The home medical services, equipment and supplies sector plays a critical role in the continuum of care in the most cost-effective setting, the home, with positive outcomes. We have placed added emphasis on services because this has been a long overlooked component of the sector. In addition to equipment and supply costs, reimbursement must include the cost of patient and caregiver training and education, delivery and set up, maintenance and repair, and all overhead costs such as billing, regulatory compliance, documentation collection, staff salaries, utilities, lease, etc. A study done by Morrison Informatics at the request of the American Association for Homecare showed that 28% of Medicare's reimbursement for home oxygen therapy covered the cost of the equipment and 72% covered the cost of the required services to treat the patient safely at home.

The HME sector has not been recognized for the savings it brings to the overall healthcare budget. We are the smallest segment in dollars spent but the return on investment is ten-fold. Yet repeatedly over the past decade, HME has found itself on the budget cut chopping block. The progression of reimbursement cuts that have been implemented by Medicare, Medicaid and the private insurance companies over the past decade is threatening the provider network that currently exists (of which 85% are small, independently-owned businesses).

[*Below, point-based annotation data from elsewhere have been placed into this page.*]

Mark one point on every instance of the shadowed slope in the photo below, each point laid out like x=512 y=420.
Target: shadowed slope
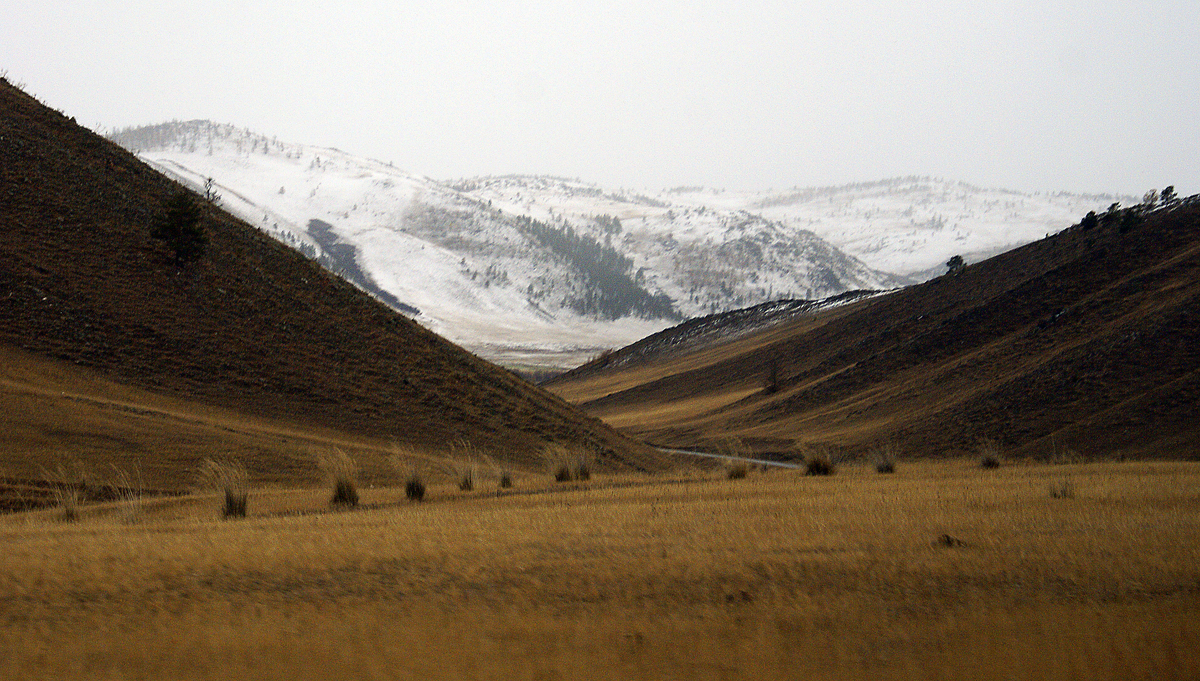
x=1089 y=339
x=251 y=326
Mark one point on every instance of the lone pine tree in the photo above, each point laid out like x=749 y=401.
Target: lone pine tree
x=179 y=227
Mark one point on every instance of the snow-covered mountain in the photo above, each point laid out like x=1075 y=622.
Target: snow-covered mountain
x=533 y=271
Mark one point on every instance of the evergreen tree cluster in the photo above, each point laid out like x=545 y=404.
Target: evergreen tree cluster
x=612 y=291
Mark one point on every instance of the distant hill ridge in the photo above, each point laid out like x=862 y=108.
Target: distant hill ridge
x=1084 y=344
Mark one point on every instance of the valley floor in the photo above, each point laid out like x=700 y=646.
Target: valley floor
x=939 y=571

Home care comes with the added value of free care. According to the National Family Caregivers Association, more than 65 million people, 29% of the U.S. population, provide care for a chronically ill, disabled or aged family member or friend during any given year and spend an average of 20 hours per week providing care for their loved one. The value of the services family caregivers provide for “free,” when caring for older adults, is estimated to be $375 billion a year. That is more than twice as much as is actually spent on home care and nursing home services combined ($158 billion).

NEMED believes that the HME sector is part of the solution to skyrocketing healthcare costs, yet its very existence is being threatened by the competitive bidding program that is slated to be implemented in July 2013. Since the Community First Choice demonstration is scheduled to begin in June 2012 through May 2015, it is very possible that many HME providers that may be participating at the beginning of the demonstration may not exist by the end. In competitive bidding Round 1, only 10% of the providers that submitted bids were awarded contracts. And of those that were awarded contracts, many had to lay off staff due to the extraordinary low reimbursement rates. Whereas the rules for bidding in Round 2 were similar, we would anticipate similar results. Since Medicare is the largest purchaser of home medical equipment and services, we fear that many of these providers will not be able to remain in business.

If driving more care and services into the home setting is the department's ultimate goal, then a robust network of healthy, financially viable HME providers will be critical. The competitive bidding program, as it is currently structured, is the death knell for this sector. We understand that you may be aware of the market pricing program (MPP) that was drafted by auction experts. NEMED supports this program and, if it is implemented, we believe that it will keep the provider network intact, which will lead not only to a greater chance of success for the demonstration, but its inevitable expansion. We encourage you to consider this alternative bidding plan.

NEMED thanks you for recognizing our concerns and considering our request. We welcome the opportunity to discuss these issues with you in greater detail.